Einstein bilimi, her türlü düzenden yoksun duyu verileri ile düzenli düşünceler arasında uygunluk sağlama çabası olarak tanımlamıştır. Bir başka deyişle, duyu verilerimiz düzensiz, bilimsel veriler ise düzenlidir. Bilimsel veri, bilmek istenilen olgunun oluş sürecinin yasalarının ilişkisel bilgisidir. Bilimsel bilgi denilen bu bilgi türü, bize, ilişkide olduğumuz, yoğunlaştığımız olgudan yararlanma, onu geliştirme, yetkinleştirme olanağı sunmaktadır.
Anadili eğitimi, edinilmiş yetisel anadili kullanımının (tüm anlaksal/zihinsel işlemler ile somut dilsel işlemler) yetkinleştirilmesi amacına odaklanmış eğitimsel süreçlerin bütünüdür.
Anadili/dil kullanıcısı, aralıksız dil üretimi etkinliğinde bulunmaktadır. Alıcı ya da verici, etken ya da edilgen, gündelik ya da bilimsel/sanatsal tüm dil etkinlikleri dilin yeniden ve yeniden üretimi ile gerçekleştirilmektedir. Diğer bir deyişle, anlama, anlatma, yorumlama dilin üretimi süreci ve sonucunda gerçekleşmektedir.

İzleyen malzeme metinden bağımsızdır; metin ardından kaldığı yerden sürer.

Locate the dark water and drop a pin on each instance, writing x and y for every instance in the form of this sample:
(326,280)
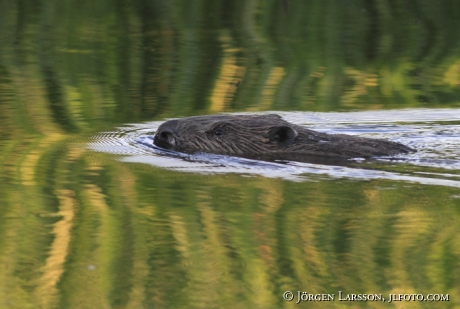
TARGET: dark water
(93,216)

Dil üretimi süreci tindilbilimsel veriler, örnekçeler, kuramları dayanak alarak uygulamalı dilbilim aracılığıyla anadili eğitimine yönlendirilebilirse, yani düzensiz duyu verilerinden değil, düzenli tindilbilim verilerinden yararlanılırsa, amaçlanan anadili kullanımını yetkinleştirme uğraşı, güvenilir biçimde başarıya yönelebilir.
Voloşinov'un dediği gibi: "dilin gerçekliği aslında dilin üretimidir."